I think the next milestone should be adding a BEXT chunk and combining all the wav header classes to correctly save a BWF (broadcast wav file), as this example is a vanilla wav with no timecode saved. I do, however, have some of that code written to create an iXML to save it into, as well as a basic timecode clock + tc arithmetic.


Dude, nice.

I suspect that when you build a more finalized version of that, some of the noise will be cut out.

One of the things I ran into when messing around with logic gates and clocks is that breadboards and wires like that provide significantly more capacitance than is ideal and can introduce noise and variability.

At least, I’m pretty sure it’s capacitance. I’m not an EE, so go ahead and take me to school.

1 Like

1k sin wave with intermittent errors. Turned out the problem with this was just interference.

I scratched my head for a while on this one trying to figure if it was a logical error or interference. The way I ended up discovering the problem was taking a phone call while recording test data through the ADC EVM and back to pro tools (to test the adc itself rather than the mcu logic, as the errors were a similar but not exact period between). When I left the room on the phone, pro tools was recording. While on the call, my phone hit 1% battery, and the call started to break up. I walked back into the office to plug it in, and I saw that the track was suddenly full of erratic peaks- the phone’s RF death rattle was flipping bits. That’s when I realized that while I’ve been testing, I’ve left my phone sitting on the desk only 12 inches or so away. :crazy_face:

I’m still having trouble getting anything from the ADC on a breakout board, so I shipped in some PCM4220s (less options to screw up) and a more specific breakout board. The other ones were variable size and have looong pads to solder to, so maybe I shorted something, despite looking clean beneath a microscope.


Been working on this a lot more lately and now have a custom data type for audio data. Reasons this is handy include:

  • packing and unpacking 24 bit audio (since 24 is not a power of 2)
  • not having to re-create buffers when changing bit depth
  • easier DSP

I also ended up adding almost full broadcast wav metadata support, so that’s basically a library of its own, at this point.

Next up is rewriting some of the I/O to use the new datatype and test some 24 bit input.


A bug, a bug, my kingdom for a bug!

Turns out my SD card died.

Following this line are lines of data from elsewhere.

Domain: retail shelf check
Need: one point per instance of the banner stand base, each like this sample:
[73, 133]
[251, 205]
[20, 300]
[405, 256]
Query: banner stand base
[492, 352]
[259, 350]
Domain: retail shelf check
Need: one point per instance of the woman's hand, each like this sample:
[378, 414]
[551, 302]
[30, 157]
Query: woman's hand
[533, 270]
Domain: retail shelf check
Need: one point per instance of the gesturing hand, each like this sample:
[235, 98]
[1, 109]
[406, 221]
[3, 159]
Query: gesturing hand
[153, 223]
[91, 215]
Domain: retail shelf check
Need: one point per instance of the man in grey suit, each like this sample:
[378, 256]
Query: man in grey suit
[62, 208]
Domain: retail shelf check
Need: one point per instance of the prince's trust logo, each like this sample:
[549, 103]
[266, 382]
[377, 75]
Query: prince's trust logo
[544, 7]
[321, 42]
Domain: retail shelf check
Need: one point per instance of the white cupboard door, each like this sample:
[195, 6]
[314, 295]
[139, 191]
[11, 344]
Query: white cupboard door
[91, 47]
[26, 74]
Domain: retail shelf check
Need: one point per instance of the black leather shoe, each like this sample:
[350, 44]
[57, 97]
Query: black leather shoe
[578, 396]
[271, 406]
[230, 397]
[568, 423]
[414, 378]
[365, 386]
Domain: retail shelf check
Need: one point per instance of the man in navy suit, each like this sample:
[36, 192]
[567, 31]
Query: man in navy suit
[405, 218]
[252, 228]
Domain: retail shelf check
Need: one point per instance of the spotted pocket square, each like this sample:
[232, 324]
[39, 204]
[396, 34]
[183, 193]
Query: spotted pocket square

But hey the device supports exFAT now so that’s cool

@khaudio Firstly, I am curious if you are still working on this, it has been quite a while since the last update.

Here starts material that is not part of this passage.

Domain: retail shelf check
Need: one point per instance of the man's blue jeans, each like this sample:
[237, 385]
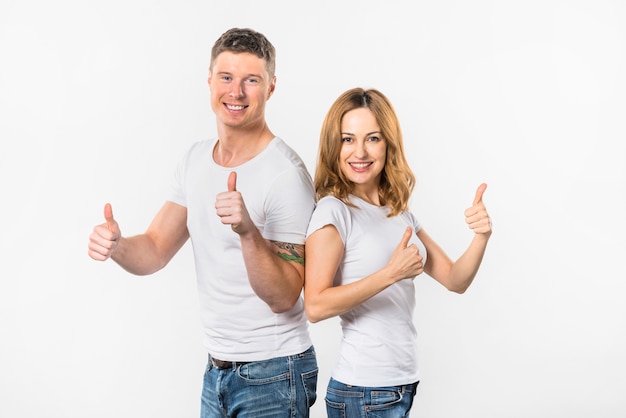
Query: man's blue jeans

Secondly, if you could humour me, what is the advantage of a timecode, presumably being stored as a second/third audio track since you mention LTC. I finally sat down and reread the thread and I cannot quite see what the disadvantage would be to simply store the current date/time of the start and end of the recording, rather than embedding it in a SMPTE timecode-in-audio-track.

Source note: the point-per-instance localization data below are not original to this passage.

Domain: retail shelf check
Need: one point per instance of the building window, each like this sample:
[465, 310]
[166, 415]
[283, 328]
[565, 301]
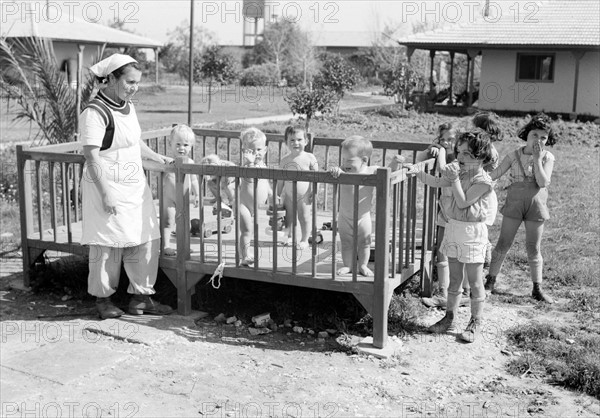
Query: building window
[535, 67]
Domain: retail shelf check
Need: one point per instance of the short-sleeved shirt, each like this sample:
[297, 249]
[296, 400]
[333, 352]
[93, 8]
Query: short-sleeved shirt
[516, 174]
[478, 211]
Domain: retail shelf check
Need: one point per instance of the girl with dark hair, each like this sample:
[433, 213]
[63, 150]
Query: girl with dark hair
[530, 169]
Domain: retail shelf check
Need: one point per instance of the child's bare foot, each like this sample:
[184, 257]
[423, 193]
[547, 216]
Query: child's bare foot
[365, 271]
[248, 261]
[303, 245]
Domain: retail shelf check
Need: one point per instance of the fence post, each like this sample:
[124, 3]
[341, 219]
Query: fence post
[26, 209]
[382, 290]
[182, 205]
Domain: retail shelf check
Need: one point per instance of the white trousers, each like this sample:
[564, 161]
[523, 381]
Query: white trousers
[141, 266]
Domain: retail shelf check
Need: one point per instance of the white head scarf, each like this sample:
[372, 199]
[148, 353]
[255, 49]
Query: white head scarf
[110, 64]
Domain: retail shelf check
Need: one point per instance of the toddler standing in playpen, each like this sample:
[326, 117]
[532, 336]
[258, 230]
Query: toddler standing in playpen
[356, 152]
[466, 235]
[300, 160]
[254, 149]
[530, 169]
[181, 141]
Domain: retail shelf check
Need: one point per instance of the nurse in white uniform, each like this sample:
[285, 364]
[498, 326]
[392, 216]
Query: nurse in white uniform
[119, 219]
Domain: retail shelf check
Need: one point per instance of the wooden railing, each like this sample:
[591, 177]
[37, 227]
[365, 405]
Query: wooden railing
[403, 217]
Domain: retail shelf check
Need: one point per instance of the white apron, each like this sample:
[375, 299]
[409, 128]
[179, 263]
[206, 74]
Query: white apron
[135, 222]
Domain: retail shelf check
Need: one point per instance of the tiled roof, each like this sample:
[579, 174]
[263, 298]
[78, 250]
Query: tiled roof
[543, 23]
[75, 30]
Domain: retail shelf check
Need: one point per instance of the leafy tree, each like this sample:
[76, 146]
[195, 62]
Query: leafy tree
[136, 53]
[400, 81]
[31, 76]
[178, 48]
[216, 67]
[308, 102]
[287, 46]
[337, 75]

Thirdly, it looks to me like failed its kickstarter; where did you get it ah, I think I may have been looking at the dish pro kickstarter, you are probably using the first sold version which was funded.

Effectively, the device is just a GPS, Galileo, or GLONASS receiver with an adapter to LTC audio, right?
The 3D rendering of the “Dish Module” on has a module that looks pretty similar to the GPS antenna used on the FBI tracking device that iFixit disassembled in 2011. It seems weird how much desperately tries to avoid saying “GPS” anywhere.